Back in your mobile office trip to Sydney, add options like: have a snooze, watch a movie, grab a coffee, and before you know it you’re being dropped at your Sydney appointment in the usual time – but you haven’t wasted a single second because you didn’t have to do the driving.

Because regional people stand the most to gain from autonomous vehicles, we must begin testing this technology for country areas. This is why I requested last year that Bathurst Regional Council partner with the ACT Government’s self-driving vehicle trial and their bulk-purchase bid for a new fleet of electric vehicles.

And of course, there are major fuel-cost savings. Today, a Nissan Leaf drives 37,000km on $700 worth of home electricity, while a standard Tesla vehicle beats a V8 supercar 0-100km/hr easily.

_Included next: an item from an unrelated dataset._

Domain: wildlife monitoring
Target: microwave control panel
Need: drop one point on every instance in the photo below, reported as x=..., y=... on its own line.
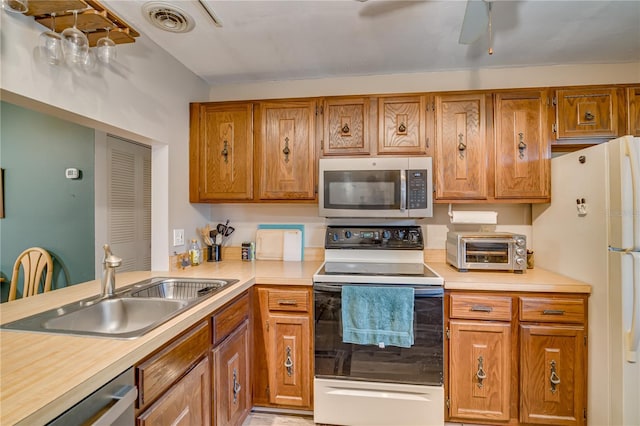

So, when is this brave new world coming to transform our daily lives? Tony Seba (see www.tonyseba.com) reckons 100 per cent solar-powered, electric autonomous vehicles will dominate global vehicle markets by 2030, while one Australian commentator suggests that by 2027 you simply won’t be able to buy a new petrol-only vehicle Down Under.

t’s clear the future is coming fast when you realise so many brands are working on electric vehicles: Subaru, Toyota, Nissan, Mitsubishi, Hyundai, BMW, Mercedes, Audi, Jaguar, Porsche, GM, Ford, Volvo, Volkswagen, Apple, Google – the list goes on.

All this makes me wonder if my five-year old daughter will bother getting a driver’s licence. But however this plays, out we have to start planning for the future of autonomous and electric vehicles now.